If I could just keep driving, if I could just keep the bus moving forward along the narrow roads of the Appalachians… If I could just keep going…
The bus slowed. I hunched over the wheel and gave the engine a bit more gas, but nothing happened. The bus rolled slower and slower no matter how hard I pressed the accelerator, until finally, it coasted to a stop.
“What’s the matter?”
“Are we there now?”
“Why are we stopping?” The voices rose around me.
“No!” I cried, staring down at the gas gauge. “That’s impossible!”
“What?” Nate and Nester said simultaneously, racing after me as I opened the bus doors and tumbled down the stairs. I yanked the hatch on the passenger side panel where the gas tank lay, but it was too dark and I couldn’t see anything.
“What is it, man?” Nester repeated.
“We’re out of gas,” I muttered. “We shouldn’t be…there should have been enough—”
“It’s leaking.” I didn’t realize that Amaranth had gotten off the bus until she appeared from around its rear end, pointing a flashlight at the ground with one hand and holding Elise’s hand with the other. Elise glanced at me. I wasn’t sure if it was just habit, or if she felt like she needed protection, but she touched the cross around her neck.
“See?” Amaranth continued. “The little drops?”
Little splashes that looked like the first drops of a light rain traced a path from the rear of the bus.
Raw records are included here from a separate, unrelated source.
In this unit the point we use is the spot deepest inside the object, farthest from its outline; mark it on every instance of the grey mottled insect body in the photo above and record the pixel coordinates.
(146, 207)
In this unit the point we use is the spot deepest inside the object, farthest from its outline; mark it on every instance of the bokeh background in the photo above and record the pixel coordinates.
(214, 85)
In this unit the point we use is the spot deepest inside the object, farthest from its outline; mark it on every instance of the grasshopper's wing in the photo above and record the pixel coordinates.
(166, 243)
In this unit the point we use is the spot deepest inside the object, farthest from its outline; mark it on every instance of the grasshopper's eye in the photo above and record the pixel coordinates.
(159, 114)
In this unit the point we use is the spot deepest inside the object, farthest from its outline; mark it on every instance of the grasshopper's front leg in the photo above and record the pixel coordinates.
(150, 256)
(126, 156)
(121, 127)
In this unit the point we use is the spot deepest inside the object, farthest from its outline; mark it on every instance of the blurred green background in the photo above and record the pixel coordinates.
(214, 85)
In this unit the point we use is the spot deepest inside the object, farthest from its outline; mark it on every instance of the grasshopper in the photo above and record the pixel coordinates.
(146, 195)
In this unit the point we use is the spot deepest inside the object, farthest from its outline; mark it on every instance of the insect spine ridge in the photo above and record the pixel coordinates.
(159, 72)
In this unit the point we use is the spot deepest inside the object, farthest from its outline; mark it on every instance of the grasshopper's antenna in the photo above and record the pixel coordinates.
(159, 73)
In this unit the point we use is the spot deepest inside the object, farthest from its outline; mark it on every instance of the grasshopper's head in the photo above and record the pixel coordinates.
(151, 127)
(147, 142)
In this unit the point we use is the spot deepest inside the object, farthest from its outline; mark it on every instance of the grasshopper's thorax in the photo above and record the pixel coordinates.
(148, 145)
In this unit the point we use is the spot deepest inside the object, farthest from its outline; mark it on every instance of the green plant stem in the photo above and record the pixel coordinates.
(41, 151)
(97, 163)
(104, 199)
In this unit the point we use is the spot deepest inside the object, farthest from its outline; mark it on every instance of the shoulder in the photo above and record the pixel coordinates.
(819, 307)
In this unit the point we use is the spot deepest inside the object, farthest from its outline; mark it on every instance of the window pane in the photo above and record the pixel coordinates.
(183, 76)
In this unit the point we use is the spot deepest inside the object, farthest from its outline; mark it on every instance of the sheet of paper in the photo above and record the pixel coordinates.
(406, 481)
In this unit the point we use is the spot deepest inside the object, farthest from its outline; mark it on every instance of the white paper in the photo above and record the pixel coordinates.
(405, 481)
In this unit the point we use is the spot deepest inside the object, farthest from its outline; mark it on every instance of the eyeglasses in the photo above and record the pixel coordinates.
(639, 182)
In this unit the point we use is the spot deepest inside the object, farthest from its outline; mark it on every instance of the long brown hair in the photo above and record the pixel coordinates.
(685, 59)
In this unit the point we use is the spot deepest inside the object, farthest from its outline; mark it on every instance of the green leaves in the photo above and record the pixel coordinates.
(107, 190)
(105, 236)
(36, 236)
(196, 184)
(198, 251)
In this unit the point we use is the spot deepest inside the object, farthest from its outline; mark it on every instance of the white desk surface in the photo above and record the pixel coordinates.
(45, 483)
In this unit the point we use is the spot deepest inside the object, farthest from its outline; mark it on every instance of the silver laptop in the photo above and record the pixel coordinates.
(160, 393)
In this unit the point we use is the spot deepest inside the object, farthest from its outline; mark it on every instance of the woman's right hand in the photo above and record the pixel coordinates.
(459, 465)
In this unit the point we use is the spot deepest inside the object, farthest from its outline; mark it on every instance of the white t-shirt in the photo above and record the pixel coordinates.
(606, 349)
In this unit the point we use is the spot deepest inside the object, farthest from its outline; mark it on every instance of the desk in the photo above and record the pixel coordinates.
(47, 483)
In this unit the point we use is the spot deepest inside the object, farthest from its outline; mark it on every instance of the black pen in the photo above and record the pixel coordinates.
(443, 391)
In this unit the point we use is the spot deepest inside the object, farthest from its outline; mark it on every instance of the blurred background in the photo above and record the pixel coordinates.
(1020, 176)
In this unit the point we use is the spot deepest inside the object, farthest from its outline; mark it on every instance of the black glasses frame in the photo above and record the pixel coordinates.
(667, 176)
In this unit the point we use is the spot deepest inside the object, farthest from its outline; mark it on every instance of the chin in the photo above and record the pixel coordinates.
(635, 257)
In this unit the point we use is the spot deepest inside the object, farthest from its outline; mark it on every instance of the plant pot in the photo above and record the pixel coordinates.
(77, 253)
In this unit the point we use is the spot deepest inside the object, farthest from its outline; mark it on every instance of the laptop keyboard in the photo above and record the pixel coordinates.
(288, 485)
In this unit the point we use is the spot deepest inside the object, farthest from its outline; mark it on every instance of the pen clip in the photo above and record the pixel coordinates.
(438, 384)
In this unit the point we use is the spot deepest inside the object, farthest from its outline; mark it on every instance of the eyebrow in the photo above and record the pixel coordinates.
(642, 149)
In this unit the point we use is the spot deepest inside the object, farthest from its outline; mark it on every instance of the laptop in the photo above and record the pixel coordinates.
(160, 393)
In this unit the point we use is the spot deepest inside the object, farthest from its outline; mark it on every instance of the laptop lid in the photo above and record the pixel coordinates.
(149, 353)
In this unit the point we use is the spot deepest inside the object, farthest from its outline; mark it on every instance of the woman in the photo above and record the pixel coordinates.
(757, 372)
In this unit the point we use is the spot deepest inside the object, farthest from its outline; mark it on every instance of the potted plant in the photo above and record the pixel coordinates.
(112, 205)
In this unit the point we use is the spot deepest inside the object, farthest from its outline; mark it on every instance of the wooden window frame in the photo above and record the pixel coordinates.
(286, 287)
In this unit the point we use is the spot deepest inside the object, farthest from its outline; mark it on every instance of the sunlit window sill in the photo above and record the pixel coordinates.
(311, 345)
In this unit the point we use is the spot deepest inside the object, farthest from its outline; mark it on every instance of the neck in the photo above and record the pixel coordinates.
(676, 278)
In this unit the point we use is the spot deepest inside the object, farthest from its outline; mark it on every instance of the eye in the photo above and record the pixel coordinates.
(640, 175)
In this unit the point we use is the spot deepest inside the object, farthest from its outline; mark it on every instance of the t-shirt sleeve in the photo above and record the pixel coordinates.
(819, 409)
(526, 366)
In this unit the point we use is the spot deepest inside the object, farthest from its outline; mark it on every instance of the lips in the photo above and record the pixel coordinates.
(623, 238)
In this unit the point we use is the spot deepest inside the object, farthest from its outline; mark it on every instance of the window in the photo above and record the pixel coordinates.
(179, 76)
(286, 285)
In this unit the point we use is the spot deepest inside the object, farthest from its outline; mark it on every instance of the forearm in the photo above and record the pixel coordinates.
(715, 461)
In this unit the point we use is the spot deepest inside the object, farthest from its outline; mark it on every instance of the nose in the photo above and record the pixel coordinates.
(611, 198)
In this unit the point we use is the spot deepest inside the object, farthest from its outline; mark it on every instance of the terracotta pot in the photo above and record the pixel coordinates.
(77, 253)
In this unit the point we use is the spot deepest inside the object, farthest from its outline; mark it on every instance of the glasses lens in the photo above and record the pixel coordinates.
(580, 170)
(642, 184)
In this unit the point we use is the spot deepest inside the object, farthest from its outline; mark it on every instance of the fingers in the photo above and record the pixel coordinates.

I followed them a few yards and realized we’d been like Hansel and Gretel, leaving a trail of precious fuel drops since we left home.
“From driving on the median,” Nester pronounced. “You must have scraped the tank’s bottom on the concrete.”
“Thanks for that Captain Obvious.” Amaranth rolled her eyes at him and Nester let his glare substitute for a snappy comeback. Amy and Wasserman slid off the bus to join the discussion.
“Well, there really wasn’t much choice, was there?” I said defensively. My body ached from the long hours behind the wheel and I could tell by the looks on their faces I was in for another round of arguing and blame. I closed my eyes and sat down on the asphalt, bracing myself against their accusations and the first rumbles of my temper. But to my surprise, I didn’t feel angry. I was too tired for that. The ground was hard and cold, ready for the first mountain snow, but right then, I wanted nothing more than to stretch out on the asphalt and sleep—even if it meant that I’d never wake up again. But I couldn’t. I needed silence and they wouldn’t stop talking.
“So now what?” Wasserman jammed his hands in his pockets and flicked his hood over his head as another brisk gust of wind shook our clothing like we had something it wanted. On the horizon, an angry flash of orange slit the sky for an instant. It didn’t look like lightning, but who could tell anymore? I wouldn’t have known it was after ten in the evening without my watch. Lilly was the only one left on the bus. Sleeping, like I told her to—only I’d promised that we’d be home when she woke up. Instead, I’d have to tell her to lace up her boots and drop a pack of gear on her shoulders. Big brother of the year, that was me.